Número de doadores de sangue cresce em SJDR

“Estamos derrubando tabus, fazendo com que as pessoas entendam que a doação é importante”, é o que afirma Elisabeth José dos Santos, que atua no setor de captação de sangue do Hemominas, em São João del-Rei. De acordo com a captadora, o número de doadores tem crescido muito, a partir de campanhas, realizadas durante o ano. 

Em 2012, com o incentivo às doações femininas e o trabalho junto com a própria UFSJ, o Hemominas  conseguiu manter um atendimento aos doadores voluntários muito significativo. Nesse cenário,  destaca-se o índice de doações femininas, contrariando percentuais anteriores em torno de 15% para mulheres doadoras. Prova disso é que atualmente, 45% das mulheres estão doando sangue no município. 

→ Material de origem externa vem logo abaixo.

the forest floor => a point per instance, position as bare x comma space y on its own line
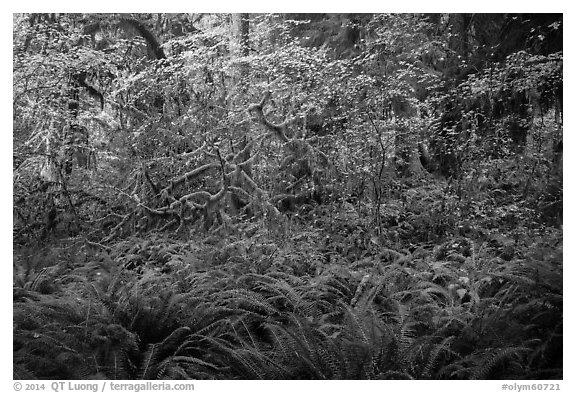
427, 285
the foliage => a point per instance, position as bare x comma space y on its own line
316, 197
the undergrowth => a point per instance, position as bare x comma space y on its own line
325, 295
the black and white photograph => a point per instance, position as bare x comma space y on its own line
287, 196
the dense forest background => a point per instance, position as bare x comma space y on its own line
287, 196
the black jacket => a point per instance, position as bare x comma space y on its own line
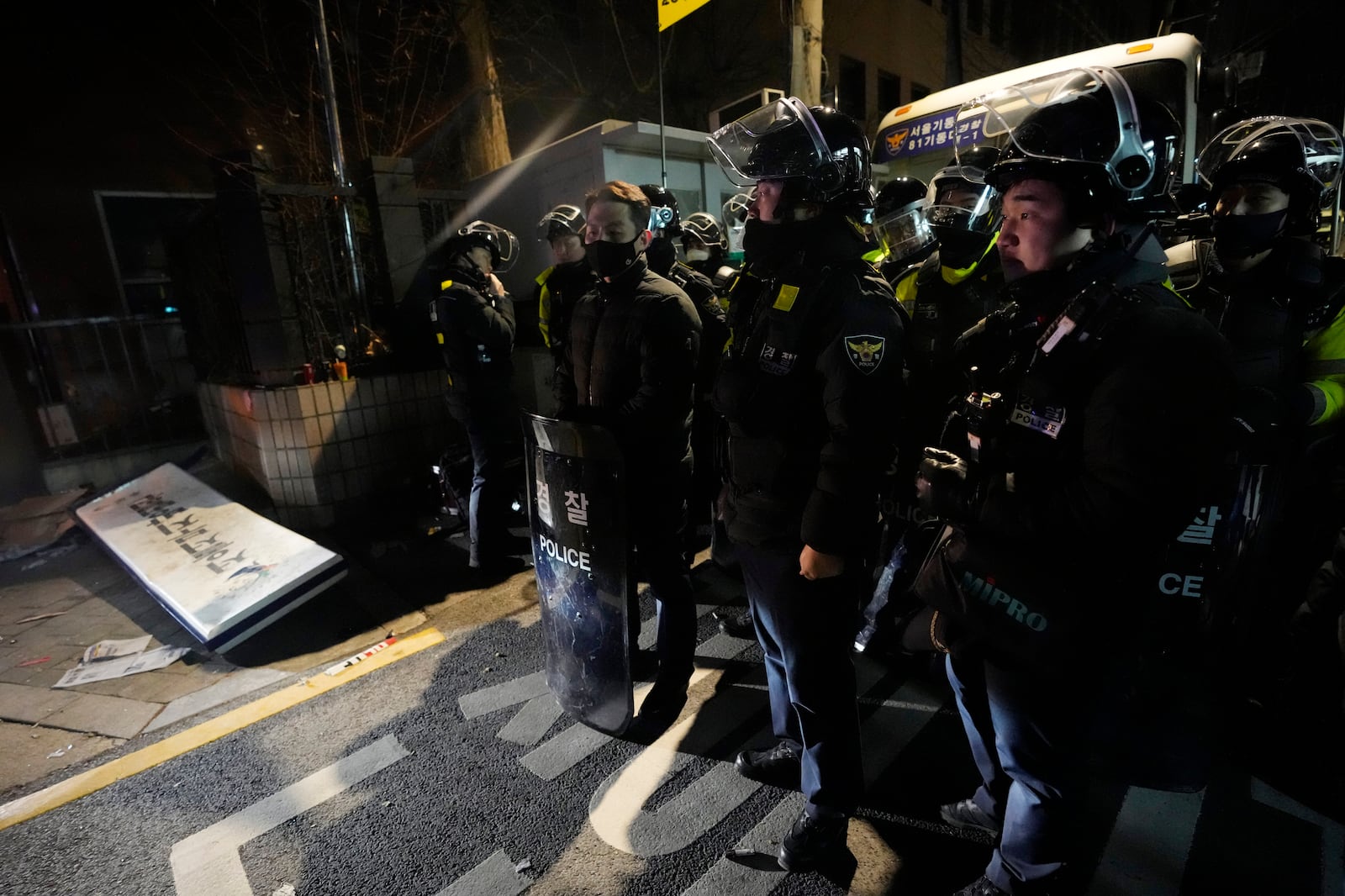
558, 288
715, 326
1110, 444
811, 389
475, 333
630, 366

No ano de 2013, o número de doadores continuou aumentando, o que permitiu o fechamento do ano com resultados promissores. A expectativa é que o número de doadores cresça ainda mais em 2014. 

Embora a meta diária no hemocentro seja de 40 doações, atualmente tem ocorrido  de 25 a 30 coletas por dia, segundo informações de Elizabeth dos Santos. Entretanto, ela explica, que, “nessa época de calor e férias, acumulando provas, diminui um pouco esse fluxo [de doações]”, gerando queda no número de captações. Por isso, nessa época, “temos um percentual muito pequeno de doadores”, declara . 

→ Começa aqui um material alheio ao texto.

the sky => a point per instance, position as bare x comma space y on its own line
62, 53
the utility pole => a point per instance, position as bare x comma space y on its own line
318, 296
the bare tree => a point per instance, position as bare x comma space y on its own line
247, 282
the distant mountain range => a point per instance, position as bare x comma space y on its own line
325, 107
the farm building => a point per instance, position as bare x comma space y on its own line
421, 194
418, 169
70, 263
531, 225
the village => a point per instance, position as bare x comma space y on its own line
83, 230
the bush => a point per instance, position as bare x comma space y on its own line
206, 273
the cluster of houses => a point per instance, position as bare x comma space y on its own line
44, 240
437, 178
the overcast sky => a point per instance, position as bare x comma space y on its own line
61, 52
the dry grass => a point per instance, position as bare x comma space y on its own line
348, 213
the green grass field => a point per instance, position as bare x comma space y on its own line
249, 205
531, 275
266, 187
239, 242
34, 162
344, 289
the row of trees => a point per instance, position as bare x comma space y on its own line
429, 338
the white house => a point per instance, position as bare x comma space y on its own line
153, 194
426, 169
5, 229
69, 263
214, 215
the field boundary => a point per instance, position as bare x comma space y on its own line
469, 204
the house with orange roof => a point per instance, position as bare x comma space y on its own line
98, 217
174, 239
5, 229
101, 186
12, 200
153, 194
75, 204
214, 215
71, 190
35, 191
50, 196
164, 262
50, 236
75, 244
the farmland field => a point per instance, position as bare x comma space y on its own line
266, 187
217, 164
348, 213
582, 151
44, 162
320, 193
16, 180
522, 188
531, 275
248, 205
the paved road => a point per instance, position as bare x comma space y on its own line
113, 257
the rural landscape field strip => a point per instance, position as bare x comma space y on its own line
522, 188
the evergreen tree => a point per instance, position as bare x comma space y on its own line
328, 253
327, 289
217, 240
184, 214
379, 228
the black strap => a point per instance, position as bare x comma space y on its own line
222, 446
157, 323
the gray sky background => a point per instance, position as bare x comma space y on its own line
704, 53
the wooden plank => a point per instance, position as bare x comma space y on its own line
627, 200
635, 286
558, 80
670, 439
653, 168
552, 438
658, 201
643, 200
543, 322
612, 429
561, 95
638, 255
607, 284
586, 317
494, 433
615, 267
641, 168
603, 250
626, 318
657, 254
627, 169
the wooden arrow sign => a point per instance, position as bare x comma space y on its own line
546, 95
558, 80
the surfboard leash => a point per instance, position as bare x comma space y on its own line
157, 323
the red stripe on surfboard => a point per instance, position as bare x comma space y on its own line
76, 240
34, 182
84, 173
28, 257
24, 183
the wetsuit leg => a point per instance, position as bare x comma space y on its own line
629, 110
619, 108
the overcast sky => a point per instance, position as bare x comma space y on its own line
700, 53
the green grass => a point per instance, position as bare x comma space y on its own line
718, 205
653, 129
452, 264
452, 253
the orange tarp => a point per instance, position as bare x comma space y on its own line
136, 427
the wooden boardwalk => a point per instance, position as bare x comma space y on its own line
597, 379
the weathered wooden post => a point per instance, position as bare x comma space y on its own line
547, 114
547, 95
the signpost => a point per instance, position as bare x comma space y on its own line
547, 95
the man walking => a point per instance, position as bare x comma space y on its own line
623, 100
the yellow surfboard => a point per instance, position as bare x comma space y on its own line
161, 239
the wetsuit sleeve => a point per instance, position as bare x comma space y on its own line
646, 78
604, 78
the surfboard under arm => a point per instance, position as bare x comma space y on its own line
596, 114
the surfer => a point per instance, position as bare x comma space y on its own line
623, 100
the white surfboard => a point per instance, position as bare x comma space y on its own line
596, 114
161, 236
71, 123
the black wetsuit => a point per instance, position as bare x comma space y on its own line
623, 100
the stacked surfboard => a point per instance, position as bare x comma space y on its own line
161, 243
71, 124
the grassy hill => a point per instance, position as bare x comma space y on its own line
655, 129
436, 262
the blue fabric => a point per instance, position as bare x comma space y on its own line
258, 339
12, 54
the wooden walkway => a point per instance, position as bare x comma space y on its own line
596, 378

O centro, que atende a Santa Casa, o Hospital das Mercês, Renoclim, a ancologia, a Neonatal e a UPA presta serviço ainda a várias outras cidades da região. De acordo com o Hemominas, o maior desafio tem sido conseguir doadores voluntários em número suficiente para atender à demanda.

Elizabeth dos Santos esclarece que o tipo sanguíneo mais utilizado é o O positivo, sendo que os tipos mais raros são os de RH negativo, em especial o O negativo, considerado doador universal, ou seja, o tipo que pode ser doado para qualquer pessoa, independentemente do seu tipo sanguíneo.

Nilo Jackson dos Santos, serralheiro, conta que doou sangue pela primeira vez para o pai de uma amiga que estava precisando. Ele afirma que pretende repetir o gesto: 
“ – Você está fazendo uma bondade para alguém que está necessitando e um dia a gente pode precisar também. Por isso a gente deve doar.”

Farmacêutico e bioquímico, além de fazer parte da equipe do Hemominas, Antônio Geraldo de Carvalho conta com orgulho que foi doador por 30 anos. “Por causa de remédios de pressão que eu passei a tomar, não pude doar mais. Mas eu doei durante 30 anos, com muita satisfação!”.

Trabalhando há 21 anos no Hemominas de São João del-Rei, Antônio de Carvalho relata  que acompanhou cada passo do desenvolvimento das tecnologias que colaboram para a elevação dos níveis de qualidade e segurança na doação de sangue. “A evolução na hemoterapia é muito grande; na parte tecnológica, é maravilhoso! Eu trabalho com muita satisfação aqui”, ressalta o bioquímico.

O atendimento no Hemominas é apenas na parte da manhã das 7h30 às 11h30.